The report identifies several high risk contagion channels for banks such as large holdings of government securities, which link their credit profiles to that of their respective sovereign authorities’ reduced capacity to support banks in case of need, and asset quality pressures. South African, Kenyan and Tunisian banks are expected to be most affected by these conditions, while Nigerian, Moroccan and Egyptian banks are expected to fare better.
Specifically, the report projects GDP growth to rise by 3.9% in the 2018/19 fiscal years, up from 3.1% in 2017E) – driven by the higher oil prices and easing of drought conditions – yet remain below potential and levels required to increase employment and per capita income. Operating conditions will, however, remain challenged by elevated debt levels, compromising government capacity for fiscal stimulus, and political uncertainty, dampening investor and consumer confidence.
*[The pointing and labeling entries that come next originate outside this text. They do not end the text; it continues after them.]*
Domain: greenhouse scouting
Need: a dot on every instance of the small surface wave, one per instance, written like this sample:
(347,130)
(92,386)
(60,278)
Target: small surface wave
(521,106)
This is expected to directly impact banks’ credit profiles via three main channels. First, the banks’ large and increasing exposure to government securities – typically over 1.5 times their equity – link their credit profiles to that of the sovereign. With numerous banks’ baseline credit assessments (BCAs) on par with the government ratings, any downward pressure on the sovereign ratings stemming from challenging operating conditions would have a knock-on impact on the banks. Secondly, reduced capacity of governments to support troubled banks would adversely affect banks whose ratings benefit from government support uplift.
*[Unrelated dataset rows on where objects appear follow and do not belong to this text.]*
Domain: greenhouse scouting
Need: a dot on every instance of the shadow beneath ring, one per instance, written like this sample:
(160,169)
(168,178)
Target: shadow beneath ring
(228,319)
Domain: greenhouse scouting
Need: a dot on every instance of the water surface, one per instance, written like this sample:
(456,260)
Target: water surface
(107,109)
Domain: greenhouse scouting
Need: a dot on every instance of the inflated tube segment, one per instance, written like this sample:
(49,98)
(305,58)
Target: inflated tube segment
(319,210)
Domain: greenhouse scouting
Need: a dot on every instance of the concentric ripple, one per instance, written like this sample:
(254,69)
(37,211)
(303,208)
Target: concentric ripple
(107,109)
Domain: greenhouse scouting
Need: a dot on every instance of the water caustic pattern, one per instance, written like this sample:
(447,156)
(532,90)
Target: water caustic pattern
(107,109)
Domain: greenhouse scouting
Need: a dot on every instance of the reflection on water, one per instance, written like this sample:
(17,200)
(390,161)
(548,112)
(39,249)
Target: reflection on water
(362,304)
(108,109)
And finally, problem loans will edge higher as ongoing structural issues expose banks to unexpected shocks. However, gradual GDP growth suggests that NPLs will peak in 2018.
It’s not all loss and gloom though as banks’ other key credit drivers and financial metrics are expected to remain resilient. For instance, banks’ capital buffers will be maintained reflecting their low balance-sheet leverage, while profitability will be stable as high provisioning charges will be compensated by revenue/credit growth in line with nominal GDP (~10%) and resilient margins (countries under stress will likely see an increase in government bond yields, benefiting banks’ interest income). Stable deposit-based funding structures – supported by remittances from abroad and increased use of mobile technology – will also be maintained as Liquidity levels remain high, at least in local currency, while foreign-currency shortages somewhat recede partly-dollarised economies.
In Kenya the report expects political uncertainty and deteriorating government finances to remain a drag on banks’ business prospects, despite relatively robust growth. Profitability will also be under pressure due to a rate cap while capital and liquidity remain robust. Mobile technology meanwhile is expected to support financial inclusion and credit growth. Like many African countries, a rigid economy will also continue to cause problems
To change this outlook will require Economic growth returning to pre-crisis levels, structural reforms and fiscal consolidation, driving sovereign ratings higher. Also needed is a reversal of deteriorating trends in Non Preforming Loans formation and uninterrupted access to foreign currencies, while maintaining strong capital buffers and healthy earnings, the report says.